We kunnen afwachten of, stapje voor stapje, elk jaar de arbeidsparticipatie van vrouwen een procentpuntje verder stijgt. Of zelfs blijft hangen als de recessie jonge vrouwen erg hard treft. Maar als de vraag van dit regeringsjaar is hoe we er met minder geld in 2020 toch nog goed voor zullen staan, moet heel veel aandacht gaan naar de groep die nu voor volgende generaties een basis legt. Alleen de zekerheid van sterke, vernieuwende randvoorwaarden helpt de jongste generatie een stap verder, want daar ontbreekt het aan. Ik denk dat we een trendbreuk nodig hebben, maar die zal er pas komen als iemand in de Tweede Kamer – met steun van de idealisten à la carte – een lans durft te breken voor een ommekeer.

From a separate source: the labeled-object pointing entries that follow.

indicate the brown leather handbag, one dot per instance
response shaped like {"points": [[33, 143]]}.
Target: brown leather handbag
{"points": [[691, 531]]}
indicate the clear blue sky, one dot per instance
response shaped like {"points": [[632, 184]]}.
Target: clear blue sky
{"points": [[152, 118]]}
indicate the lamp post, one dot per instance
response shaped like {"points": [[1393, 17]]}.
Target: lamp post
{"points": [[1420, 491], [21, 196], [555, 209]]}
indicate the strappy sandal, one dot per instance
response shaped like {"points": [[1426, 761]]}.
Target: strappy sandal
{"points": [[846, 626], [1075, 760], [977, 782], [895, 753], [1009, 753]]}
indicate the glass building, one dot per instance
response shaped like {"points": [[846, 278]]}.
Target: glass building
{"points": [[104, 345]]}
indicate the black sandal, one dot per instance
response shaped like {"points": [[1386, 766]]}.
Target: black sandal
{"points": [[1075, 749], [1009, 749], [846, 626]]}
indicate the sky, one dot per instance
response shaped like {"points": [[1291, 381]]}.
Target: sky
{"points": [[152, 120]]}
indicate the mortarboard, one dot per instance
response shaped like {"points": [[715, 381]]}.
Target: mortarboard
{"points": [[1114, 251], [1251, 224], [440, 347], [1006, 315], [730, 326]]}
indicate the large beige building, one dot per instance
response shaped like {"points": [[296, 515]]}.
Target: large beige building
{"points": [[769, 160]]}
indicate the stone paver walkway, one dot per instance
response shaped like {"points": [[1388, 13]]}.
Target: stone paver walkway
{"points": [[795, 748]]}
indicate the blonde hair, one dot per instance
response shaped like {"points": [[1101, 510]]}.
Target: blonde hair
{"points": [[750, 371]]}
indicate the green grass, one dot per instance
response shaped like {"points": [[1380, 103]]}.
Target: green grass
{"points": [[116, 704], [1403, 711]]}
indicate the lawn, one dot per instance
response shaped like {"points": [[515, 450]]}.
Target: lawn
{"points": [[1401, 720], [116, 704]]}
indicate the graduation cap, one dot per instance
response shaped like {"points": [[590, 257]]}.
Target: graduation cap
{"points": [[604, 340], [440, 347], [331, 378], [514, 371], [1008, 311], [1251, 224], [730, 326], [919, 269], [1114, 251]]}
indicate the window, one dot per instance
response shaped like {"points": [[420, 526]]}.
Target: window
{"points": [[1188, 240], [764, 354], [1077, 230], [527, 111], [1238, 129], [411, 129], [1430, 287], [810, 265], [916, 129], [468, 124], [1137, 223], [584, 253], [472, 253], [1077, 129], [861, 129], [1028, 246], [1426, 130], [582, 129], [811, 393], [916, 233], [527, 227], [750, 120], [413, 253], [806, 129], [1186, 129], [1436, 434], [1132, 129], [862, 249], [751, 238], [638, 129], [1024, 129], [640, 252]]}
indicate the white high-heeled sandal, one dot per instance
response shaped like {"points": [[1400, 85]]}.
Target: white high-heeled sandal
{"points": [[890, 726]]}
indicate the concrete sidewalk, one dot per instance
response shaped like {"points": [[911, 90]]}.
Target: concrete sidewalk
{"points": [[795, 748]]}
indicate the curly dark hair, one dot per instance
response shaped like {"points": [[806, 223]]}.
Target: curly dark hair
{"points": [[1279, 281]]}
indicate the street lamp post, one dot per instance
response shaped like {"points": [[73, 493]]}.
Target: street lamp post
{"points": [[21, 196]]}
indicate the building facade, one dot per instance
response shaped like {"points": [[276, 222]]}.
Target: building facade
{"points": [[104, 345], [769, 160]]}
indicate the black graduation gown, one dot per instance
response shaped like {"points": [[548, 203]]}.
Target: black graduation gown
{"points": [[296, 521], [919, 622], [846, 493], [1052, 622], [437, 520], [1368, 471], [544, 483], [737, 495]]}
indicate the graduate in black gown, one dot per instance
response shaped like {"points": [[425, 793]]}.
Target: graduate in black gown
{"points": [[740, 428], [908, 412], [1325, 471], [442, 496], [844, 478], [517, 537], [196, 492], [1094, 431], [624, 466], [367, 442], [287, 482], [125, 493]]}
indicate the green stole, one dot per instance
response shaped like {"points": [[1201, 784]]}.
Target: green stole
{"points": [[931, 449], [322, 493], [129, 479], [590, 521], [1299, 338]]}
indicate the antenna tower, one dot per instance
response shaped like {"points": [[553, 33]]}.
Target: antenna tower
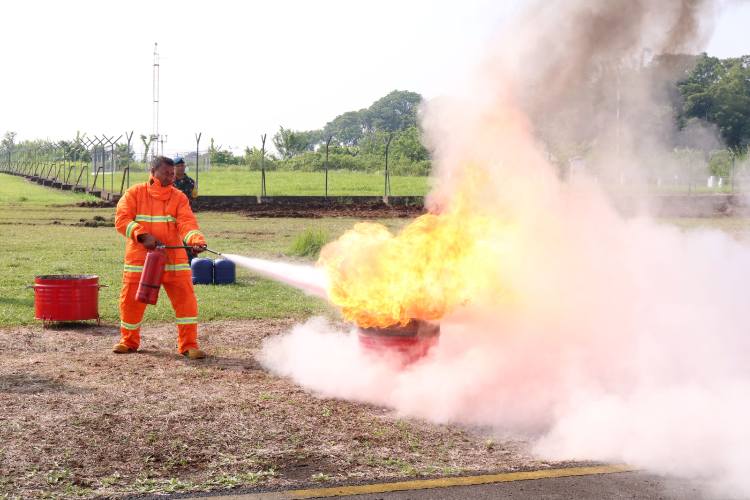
{"points": [[155, 108]]}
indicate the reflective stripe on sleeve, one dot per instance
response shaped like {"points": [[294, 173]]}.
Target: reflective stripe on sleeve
{"points": [[154, 218], [177, 267]]}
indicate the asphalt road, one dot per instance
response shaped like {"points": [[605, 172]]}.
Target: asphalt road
{"points": [[604, 486]]}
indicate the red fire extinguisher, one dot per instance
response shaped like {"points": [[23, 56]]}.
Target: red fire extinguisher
{"points": [[153, 271]]}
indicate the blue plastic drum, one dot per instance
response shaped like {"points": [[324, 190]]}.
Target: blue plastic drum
{"points": [[224, 273], [203, 271]]}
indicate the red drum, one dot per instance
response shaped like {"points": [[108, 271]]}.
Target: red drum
{"points": [[66, 297]]}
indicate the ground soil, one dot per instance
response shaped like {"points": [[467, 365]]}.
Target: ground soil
{"points": [[80, 421], [375, 211]]}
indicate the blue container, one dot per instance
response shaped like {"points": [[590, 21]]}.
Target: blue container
{"points": [[203, 271], [224, 273]]}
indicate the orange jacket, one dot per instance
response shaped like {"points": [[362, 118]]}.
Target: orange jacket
{"points": [[163, 212]]}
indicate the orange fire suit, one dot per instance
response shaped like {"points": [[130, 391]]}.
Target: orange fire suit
{"points": [[165, 213]]}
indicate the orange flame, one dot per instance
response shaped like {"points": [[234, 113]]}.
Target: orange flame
{"points": [[432, 266]]}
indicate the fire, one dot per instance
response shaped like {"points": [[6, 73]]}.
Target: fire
{"points": [[433, 265]]}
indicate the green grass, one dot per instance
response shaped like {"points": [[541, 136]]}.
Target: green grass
{"points": [[16, 192], [39, 237], [309, 243], [235, 181]]}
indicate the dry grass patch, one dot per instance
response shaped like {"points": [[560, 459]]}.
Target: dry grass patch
{"points": [[79, 421]]}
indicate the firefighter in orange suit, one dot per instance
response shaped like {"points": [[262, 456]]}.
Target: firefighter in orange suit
{"points": [[148, 215]]}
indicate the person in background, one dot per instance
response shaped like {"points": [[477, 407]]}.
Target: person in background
{"points": [[186, 184], [182, 181]]}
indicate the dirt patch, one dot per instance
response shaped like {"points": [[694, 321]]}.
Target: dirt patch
{"points": [[79, 421], [96, 221], [96, 204], [313, 210]]}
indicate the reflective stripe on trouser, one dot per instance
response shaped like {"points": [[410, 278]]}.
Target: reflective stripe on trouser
{"points": [[181, 295]]}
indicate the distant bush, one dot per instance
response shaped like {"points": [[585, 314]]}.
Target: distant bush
{"points": [[309, 243]]}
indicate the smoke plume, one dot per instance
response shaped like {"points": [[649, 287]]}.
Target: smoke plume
{"points": [[606, 338]]}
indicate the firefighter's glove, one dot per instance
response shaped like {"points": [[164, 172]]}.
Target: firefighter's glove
{"points": [[148, 240]]}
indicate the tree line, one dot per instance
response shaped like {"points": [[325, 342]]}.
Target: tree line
{"points": [[690, 89], [355, 140]]}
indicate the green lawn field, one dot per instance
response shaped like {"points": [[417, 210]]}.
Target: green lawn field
{"points": [[236, 181], [43, 232]]}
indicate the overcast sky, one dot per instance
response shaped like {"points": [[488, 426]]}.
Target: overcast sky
{"points": [[234, 70]]}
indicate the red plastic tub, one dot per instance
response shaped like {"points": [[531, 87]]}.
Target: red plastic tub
{"points": [[66, 297], [407, 343]]}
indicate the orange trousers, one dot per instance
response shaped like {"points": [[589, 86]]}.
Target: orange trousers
{"points": [[179, 288]]}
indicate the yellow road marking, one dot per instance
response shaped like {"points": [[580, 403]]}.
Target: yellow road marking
{"points": [[423, 484]]}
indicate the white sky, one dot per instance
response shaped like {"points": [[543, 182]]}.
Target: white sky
{"points": [[234, 70]]}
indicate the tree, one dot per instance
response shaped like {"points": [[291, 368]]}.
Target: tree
{"points": [[347, 129], [395, 112], [290, 142], [718, 91], [9, 140]]}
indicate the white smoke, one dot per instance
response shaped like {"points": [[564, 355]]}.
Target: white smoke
{"points": [[616, 340]]}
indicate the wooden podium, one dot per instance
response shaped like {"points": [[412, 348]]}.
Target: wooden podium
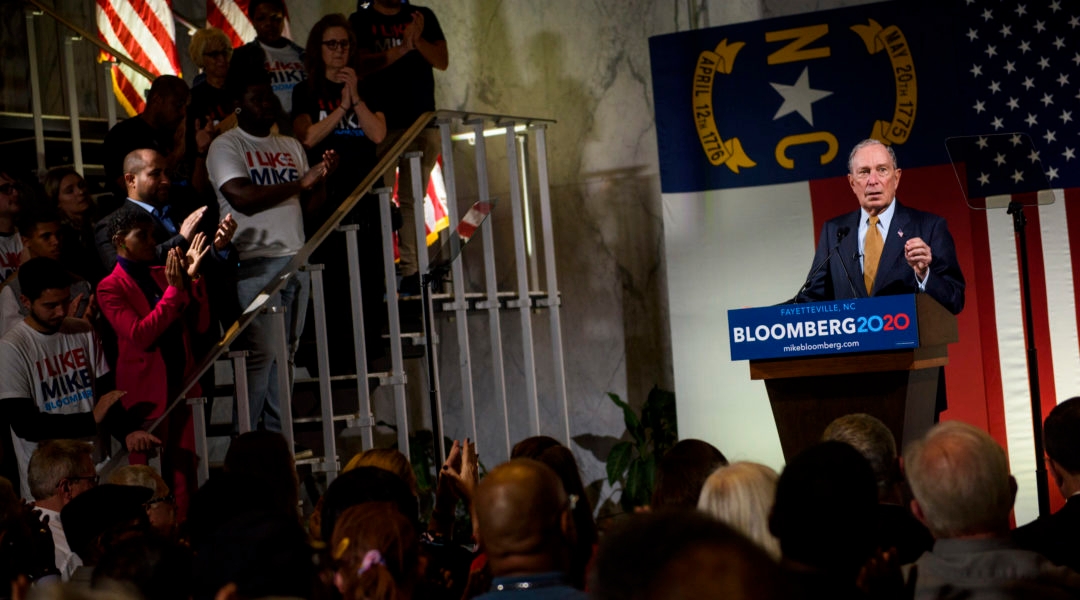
{"points": [[899, 386]]}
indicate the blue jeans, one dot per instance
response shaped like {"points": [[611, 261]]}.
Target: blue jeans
{"points": [[260, 338]]}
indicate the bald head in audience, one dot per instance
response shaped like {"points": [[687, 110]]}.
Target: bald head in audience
{"points": [[960, 480], [522, 518]]}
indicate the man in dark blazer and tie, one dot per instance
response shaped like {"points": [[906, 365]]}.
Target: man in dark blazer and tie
{"points": [[915, 248], [147, 186], [1056, 536]]}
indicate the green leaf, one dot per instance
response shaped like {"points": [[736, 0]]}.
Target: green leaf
{"points": [[658, 414], [633, 424], [638, 482], [618, 461]]}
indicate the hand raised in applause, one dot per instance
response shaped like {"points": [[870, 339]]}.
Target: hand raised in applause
{"points": [[174, 268], [196, 253], [140, 441], [918, 256]]}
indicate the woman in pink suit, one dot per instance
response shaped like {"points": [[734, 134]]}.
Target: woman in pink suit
{"points": [[154, 310]]}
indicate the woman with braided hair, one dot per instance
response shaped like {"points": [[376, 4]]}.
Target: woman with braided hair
{"points": [[378, 553]]}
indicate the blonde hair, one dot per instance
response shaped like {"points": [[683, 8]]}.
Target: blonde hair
{"points": [[204, 38], [378, 551], [960, 478], [387, 459], [741, 495]]}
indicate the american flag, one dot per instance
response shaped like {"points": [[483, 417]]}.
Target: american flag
{"points": [[998, 84], [435, 215], [1023, 76], [144, 30]]}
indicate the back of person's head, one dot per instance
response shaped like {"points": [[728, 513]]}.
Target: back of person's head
{"points": [[824, 510], [143, 476], [549, 451], [960, 480], [389, 459], [522, 510], [126, 221], [682, 555], [741, 495], [252, 4], [262, 459], [872, 438], [220, 500], [1061, 434], [363, 485], [54, 461], [41, 273], [378, 550], [103, 516], [207, 38], [683, 471], [262, 553], [152, 566], [241, 76], [166, 86]]}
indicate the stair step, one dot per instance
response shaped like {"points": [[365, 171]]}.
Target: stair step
{"points": [[350, 377]]}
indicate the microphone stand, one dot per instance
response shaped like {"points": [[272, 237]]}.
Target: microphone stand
{"points": [[435, 275], [1020, 222], [840, 234]]}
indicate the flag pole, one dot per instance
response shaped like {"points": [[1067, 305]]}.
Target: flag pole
{"points": [[1020, 225]]}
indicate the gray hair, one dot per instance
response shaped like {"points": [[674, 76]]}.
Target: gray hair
{"points": [[741, 495], [52, 462], [137, 160], [872, 438], [960, 478], [864, 144]]}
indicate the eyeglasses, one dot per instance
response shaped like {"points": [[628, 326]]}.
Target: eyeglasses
{"points": [[92, 478], [170, 499], [335, 44]]}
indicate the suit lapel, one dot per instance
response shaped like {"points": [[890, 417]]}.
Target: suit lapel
{"points": [[849, 255], [892, 253]]}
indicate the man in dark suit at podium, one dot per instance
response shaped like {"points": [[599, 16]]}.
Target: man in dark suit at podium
{"points": [[1055, 536], [896, 249]]}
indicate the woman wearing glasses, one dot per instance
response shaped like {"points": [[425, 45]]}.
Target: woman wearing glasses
{"points": [[334, 110]]}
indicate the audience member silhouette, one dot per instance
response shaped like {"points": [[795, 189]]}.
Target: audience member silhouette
{"points": [[378, 553], [1055, 536], [823, 517], [683, 471], [741, 495], [895, 525], [523, 520], [963, 493], [684, 555]]}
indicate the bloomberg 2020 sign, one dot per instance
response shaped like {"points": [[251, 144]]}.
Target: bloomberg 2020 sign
{"points": [[829, 327]]}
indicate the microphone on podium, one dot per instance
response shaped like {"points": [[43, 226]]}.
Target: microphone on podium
{"points": [[840, 234]]}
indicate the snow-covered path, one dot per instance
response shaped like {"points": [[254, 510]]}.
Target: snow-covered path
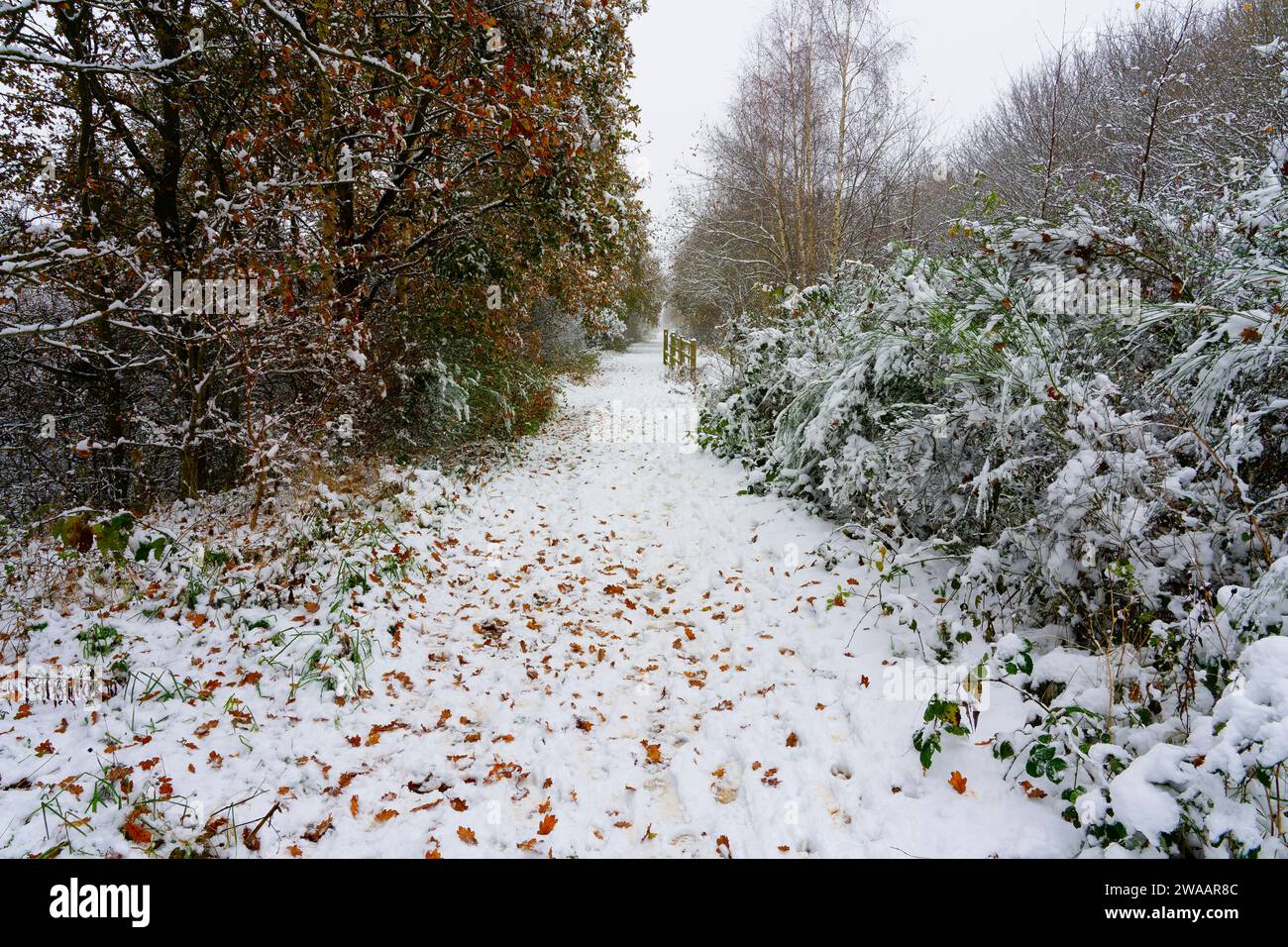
{"points": [[616, 655], [626, 633]]}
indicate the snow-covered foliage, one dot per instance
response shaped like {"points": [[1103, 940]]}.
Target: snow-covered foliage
{"points": [[1100, 474]]}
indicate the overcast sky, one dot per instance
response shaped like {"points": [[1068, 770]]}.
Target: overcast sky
{"points": [[687, 53]]}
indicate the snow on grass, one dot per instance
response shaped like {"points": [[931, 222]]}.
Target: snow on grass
{"points": [[601, 650]]}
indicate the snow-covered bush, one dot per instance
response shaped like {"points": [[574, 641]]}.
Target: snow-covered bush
{"points": [[1102, 471]]}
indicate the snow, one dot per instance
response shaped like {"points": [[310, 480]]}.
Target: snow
{"points": [[609, 633]]}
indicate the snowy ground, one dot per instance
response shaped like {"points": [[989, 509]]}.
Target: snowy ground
{"points": [[617, 656]]}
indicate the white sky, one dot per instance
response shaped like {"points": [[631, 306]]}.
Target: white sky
{"points": [[687, 53]]}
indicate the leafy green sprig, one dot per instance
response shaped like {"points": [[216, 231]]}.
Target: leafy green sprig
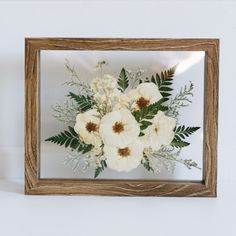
{"points": [[181, 132], [144, 115], [123, 81], [70, 139]]}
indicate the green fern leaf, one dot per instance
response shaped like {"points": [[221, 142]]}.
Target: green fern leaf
{"points": [[145, 162], [181, 132], [101, 168], [123, 81], [85, 102], [164, 80], [179, 143], [70, 139]]}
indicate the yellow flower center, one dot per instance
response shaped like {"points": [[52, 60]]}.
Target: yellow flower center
{"points": [[118, 127], [142, 102], [91, 127], [124, 152]]}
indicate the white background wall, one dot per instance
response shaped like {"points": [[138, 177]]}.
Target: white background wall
{"points": [[22, 215]]}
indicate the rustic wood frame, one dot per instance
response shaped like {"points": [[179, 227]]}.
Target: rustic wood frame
{"points": [[35, 185]]}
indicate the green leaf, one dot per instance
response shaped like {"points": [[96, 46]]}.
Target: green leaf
{"points": [[179, 143], [164, 80], [70, 139], [181, 132], [101, 168], [123, 81], [145, 162], [147, 113], [85, 102]]}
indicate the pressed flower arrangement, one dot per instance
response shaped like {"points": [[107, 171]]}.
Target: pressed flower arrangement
{"points": [[124, 121]]}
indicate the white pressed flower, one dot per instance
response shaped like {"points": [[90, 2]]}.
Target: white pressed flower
{"points": [[126, 158], [144, 95], [119, 128], [87, 127], [104, 84], [160, 132]]}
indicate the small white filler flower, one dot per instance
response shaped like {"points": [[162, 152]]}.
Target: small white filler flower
{"points": [[87, 127], [119, 128], [160, 132], [126, 158]]}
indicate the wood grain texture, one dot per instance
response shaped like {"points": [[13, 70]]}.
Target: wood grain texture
{"points": [[35, 185]]}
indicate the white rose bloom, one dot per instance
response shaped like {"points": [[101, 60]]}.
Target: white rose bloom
{"points": [[87, 127], [144, 95], [124, 159], [160, 132], [119, 128]]}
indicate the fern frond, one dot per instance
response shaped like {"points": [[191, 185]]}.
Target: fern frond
{"points": [[123, 81], [85, 102], [70, 139]]}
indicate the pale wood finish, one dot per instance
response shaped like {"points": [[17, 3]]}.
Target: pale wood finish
{"points": [[35, 185]]}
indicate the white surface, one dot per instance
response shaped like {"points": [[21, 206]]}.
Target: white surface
{"points": [[54, 74], [106, 216], [31, 216]]}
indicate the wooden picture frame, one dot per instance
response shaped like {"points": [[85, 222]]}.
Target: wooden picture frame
{"points": [[35, 185]]}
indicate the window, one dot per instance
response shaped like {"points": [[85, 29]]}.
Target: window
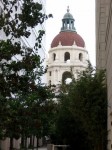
{"points": [[67, 56], [49, 82], [54, 56], [50, 73], [80, 57]]}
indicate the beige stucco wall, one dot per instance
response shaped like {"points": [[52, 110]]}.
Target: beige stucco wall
{"points": [[104, 52], [58, 66]]}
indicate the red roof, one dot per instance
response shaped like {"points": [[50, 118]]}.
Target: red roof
{"points": [[68, 39]]}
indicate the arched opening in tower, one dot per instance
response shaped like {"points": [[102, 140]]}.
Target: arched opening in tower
{"points": [[66, 77], [80, 57], [54, 56], [67, 56]]}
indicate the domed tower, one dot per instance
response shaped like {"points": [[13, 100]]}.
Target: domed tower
{"points": [[67, 55]]}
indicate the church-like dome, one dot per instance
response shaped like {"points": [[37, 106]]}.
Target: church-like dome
{"points": [[68, 39], [68, 35]]}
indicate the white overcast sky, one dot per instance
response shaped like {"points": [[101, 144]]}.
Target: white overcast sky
{"points": [[83, 12]]}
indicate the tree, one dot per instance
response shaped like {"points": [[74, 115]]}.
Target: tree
{"points": [[20, 66], [83, 111]]}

Iemand die het tot zijn/haar ceterum censeo maakt om steeds weer te zeggen dat er voor huidige en toekomstige generaties ouders, kinderen, werkgevers en werknemers een structurele oplossing is die de emancipatie, de arbeidsparticipatie en de economie vooruit helpt. En ja, ik ben van mening dat het continurooster de oplossing is die nu eindelijk eens het verschil zal maken – het verschil tussen mijn moeder en mij, het gelijke voor mijn dochter en mijn zoon.
Literatuur
- Christien Brinkgreve, Vroeg mondig, laat volwassen, Amsterdam 2004.
Anne van Putten, The role of intergenerational transfers in gendered labour patterns, Amsterdam 2009. - Irma Reci, Unemployed and scarred for life? Longitudinal Analyses of How Unemployment and Policy Changes Affect Re-employment Careers and Wages in the Netherlands, 1980-2000, Amsterdam 2008.
- Annette Roest, Value Similarities and Transmissions among Family Members, Amsterdam 2009.
- Franca Treur, ‘Maak iets van je leven! Maar wat?’, NRCnext, 30-11-2006. Winnaar essaywedstrijd ‘Macht en onmacht’.
- Rob Wijnberg, Boeiuh! Het stille protest van de jeugd, Amsterdam 2007.
Naschrift
Dit artikel publiceerde ik in 2009 in De Helling, wetenschappelijk tijdschrift van GroenLinks. Omdat er sindsdien geen drol veranderd is in de emancipatie in Nederland, kan ik het hier opnieuw plaatsen. Nog altijd relevant. Oké, er is bij mij persoonlijk wel iets veranderd: ik heb een andere baan en ik ben gescheiden. Mocht Jet Bussemaker zich daar zorgen over maken: jammer dan.